The prevalence of CHF has grown to epidemic proportions as the population ages and as cardiologists have become more successful at reducing mortality from ischemic heart disease, the most common prelude to CHF. Roughly 4.6 million people in the United States have been diagnosed with CHF; the incidence of such diagnosis is approaching 10 per 1000 after 65 years of age. Hospitalization for CHF is usually the result of inadequate outpatient therapy. Hospital discharges for CHF rose from 377,000 (in 1979) to 957,000 (in 1997) making CHF the most common discharge diagnosis in people age 65 and over. The five-year mortality from CHF approaches 50% (Levy D. (2002) New Engl J. Med. 347(18):1442-4). Hence, while therapies for heart disease have greatly improved and life expectancies have extended over the last several years, new and better therapies continue to be sought, particularly for CHF.

“Acute” congestive heart failure (also known as acute “decompensated” heart failure) involves a precipitous drop in heart function resulting from a variety of causes. For example in a patient who already has congestive heart failure, a new myocardial infarction, discontinuation of medications, and dietary indiscretions may all lead to accumulation of edema fluid and metabolic insufficiency even in the resting state. A therapeutic agent that increases heart function during such an acute episode could assist in relieving this metabolic insufficiency and speeding the removal of edema, facilitating the return to the more stable “compensated” congestive heart failure state. Patients with very advanced congestive heart failure particularly those at the end stage of the disease also could benefit from a therapeutic agent that increases heart function, for example, for stabilization while waiting for a heart transplant. Other potential benefits could be provided to patients coming off a bypass pump, for example, by administration of an agent that assists the stopped or slowed heart in resuming normal function.
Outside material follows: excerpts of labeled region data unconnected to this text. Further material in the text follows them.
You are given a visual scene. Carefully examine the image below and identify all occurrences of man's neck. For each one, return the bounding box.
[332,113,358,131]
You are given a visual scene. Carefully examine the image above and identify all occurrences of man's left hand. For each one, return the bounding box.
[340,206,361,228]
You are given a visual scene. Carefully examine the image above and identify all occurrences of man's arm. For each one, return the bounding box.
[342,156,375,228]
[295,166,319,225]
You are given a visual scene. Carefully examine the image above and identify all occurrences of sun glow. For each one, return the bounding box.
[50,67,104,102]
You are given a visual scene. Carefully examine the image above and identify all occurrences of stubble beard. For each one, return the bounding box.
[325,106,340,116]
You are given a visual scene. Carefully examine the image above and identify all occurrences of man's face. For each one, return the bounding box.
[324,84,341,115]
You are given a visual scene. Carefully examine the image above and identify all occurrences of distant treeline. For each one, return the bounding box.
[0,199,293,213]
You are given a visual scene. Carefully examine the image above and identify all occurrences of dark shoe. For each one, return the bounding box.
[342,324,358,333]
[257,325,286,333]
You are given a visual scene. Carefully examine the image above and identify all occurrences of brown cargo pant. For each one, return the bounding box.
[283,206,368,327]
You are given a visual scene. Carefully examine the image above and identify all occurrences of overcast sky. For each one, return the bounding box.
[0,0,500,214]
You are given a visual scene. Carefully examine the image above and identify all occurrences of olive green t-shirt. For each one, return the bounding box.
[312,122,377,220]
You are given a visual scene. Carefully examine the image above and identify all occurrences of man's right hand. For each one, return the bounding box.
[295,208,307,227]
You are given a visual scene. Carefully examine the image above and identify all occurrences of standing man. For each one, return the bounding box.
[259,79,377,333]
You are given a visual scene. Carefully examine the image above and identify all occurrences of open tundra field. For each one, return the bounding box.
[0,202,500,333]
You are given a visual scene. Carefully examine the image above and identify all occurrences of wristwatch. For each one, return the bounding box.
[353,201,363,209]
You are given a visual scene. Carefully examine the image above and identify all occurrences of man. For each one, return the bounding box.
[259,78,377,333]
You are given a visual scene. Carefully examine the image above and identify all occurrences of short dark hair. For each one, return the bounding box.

Patients who have diastolic dysfunction (insufficient relaxation of the heart muscle) could benefit from a therapeutic agent that modulates relaxation.

Inotropes are drugs that increase the contractile ability of the heart. As a group, all current inotropes have failed to meet the gold standard for heart failure therapy, i.e., to prolong patient survival. In addition, current agents are poorly selective for cardiac tissue, in part leading to recognized adverse effects that limit their use. Despite this fact, intravenous inotropes continue to be widely used in acute heart failure (e.g., to allow for reinstitution of oral medications or to bridge patients to heart transplantation) whereas in chronic heart failure, orally given digoxin is used as an inotrope to relieve patient symptoms, improve the quality of life, and reduce hospital admissions.

Given the limitations of current agents, new approaches are needed to improve cardiac function in congestive heart failure. The most recently approved short-term intravenous agent, milrinone, is now nearly fifteen years old. The only available oral drug, digoxin, is over 200 hundred years old. There remains a great need for agents that exploit new mechanisms of action and may have better outcomes in terms of relief of symptoms, safety, and patient mortality, both short-term and long-term. New agents with an improved therapeutic index over current agents will provide a means to achieve these clinical outcomes.

The selectivity of agents directed at the cardiac sarcomere (for example, by targeting cardiac beta myosin) has been identified as an important means to achieve this improved therapeutic index. The present invention provides such agents (particularly sarcomere activating agents) and methods for their identification and use.